Mission Statement

Healthcare Technologies

Trade Mission

The Czech Republic, Hungary, and The Slovak Republic

September 13-17, 2004

Mission Description:

The United States Department of Commerce, International Trade Administration, U.S. Commercial Service, Office of Export Promotion Services, is organizing a Healthcare Technologies Trade Mission to The Czech Republic, Hungary and The Slovak Republic, September 13-17, 2004. The Trade Mission will target a broad range of sectors within the healthcare industry. The focus of the delegation will be to match participating U.S. companies with qualified agents, distributors, representatives, licensees, and joint venture partners in these markets, which are all slated to become European Union (E.U.) member countries in May 2004.

Commercial Setting:

The Czech Republic

The Czech Republic's medical devices market was valued at U.S. $450 million in 2002. Domestic production accounts for only 35 percent, providing excellent opportunities for U.S. exporters of medical products. Germany accounts for 25 percent of the medical products imported into the Czech Republic, followed by the United States, which claims a 17 percent share. Syringes, needles, catheters, electrical diagnostic equipment, x-ray equipment, irradiators, and orthopedic aids account for the largest volume of medical products exported to the Czech Republic. Best current sales prospects include computer-processed visual systems, laser equipment, retinal tomography technology, defibrillators, implants, medicine infusion pumps, mammogram systems, endoscopes and laparoscopes, although there is demand in the Czech Republic for an even wider range of medical products.

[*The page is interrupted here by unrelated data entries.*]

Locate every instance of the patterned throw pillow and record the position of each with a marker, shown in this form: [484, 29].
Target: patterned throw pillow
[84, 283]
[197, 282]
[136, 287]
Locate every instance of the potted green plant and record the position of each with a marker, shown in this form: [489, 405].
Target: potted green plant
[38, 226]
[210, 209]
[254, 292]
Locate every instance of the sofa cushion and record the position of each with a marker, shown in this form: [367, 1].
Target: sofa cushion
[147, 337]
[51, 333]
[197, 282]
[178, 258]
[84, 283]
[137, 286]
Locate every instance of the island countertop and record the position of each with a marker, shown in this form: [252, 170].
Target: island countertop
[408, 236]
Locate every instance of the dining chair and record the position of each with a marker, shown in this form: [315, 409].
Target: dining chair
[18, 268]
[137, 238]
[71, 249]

The home healthcare sector has been growing since its introduction to the Czech Republic in 1991 to reduce the demand for hospitalization and improve the quality of life of patients, usually the elderly. Further expansion of home healthcare is inevitable, given the high costs of hospital healthcare delivery and the shortage of financial resources in the Czech healthcare system. Since the Czech home healthcare sector is still in its infancy, there is potential for U.S. firms, especially those offering a wide variety of home care products, high-quality mobility equipment and other high demand products, including thermometers, blood pressure monitors, stethoscopes, glucometers, and aids for daily living.

Hungary

The Hungarian medical market, estimated at U.S. $200 million, is very competitive and is dominated by imports, with about 85-90 percent of the market comprised of foreign products. U.S. medical products account for approximately 10-15 percent of this market and are very well received in Hungary due to their high quality. The Hungarian medical market is expected to grow five percent annually for the next three years. There are few barriers to entry for medical products into Hungary.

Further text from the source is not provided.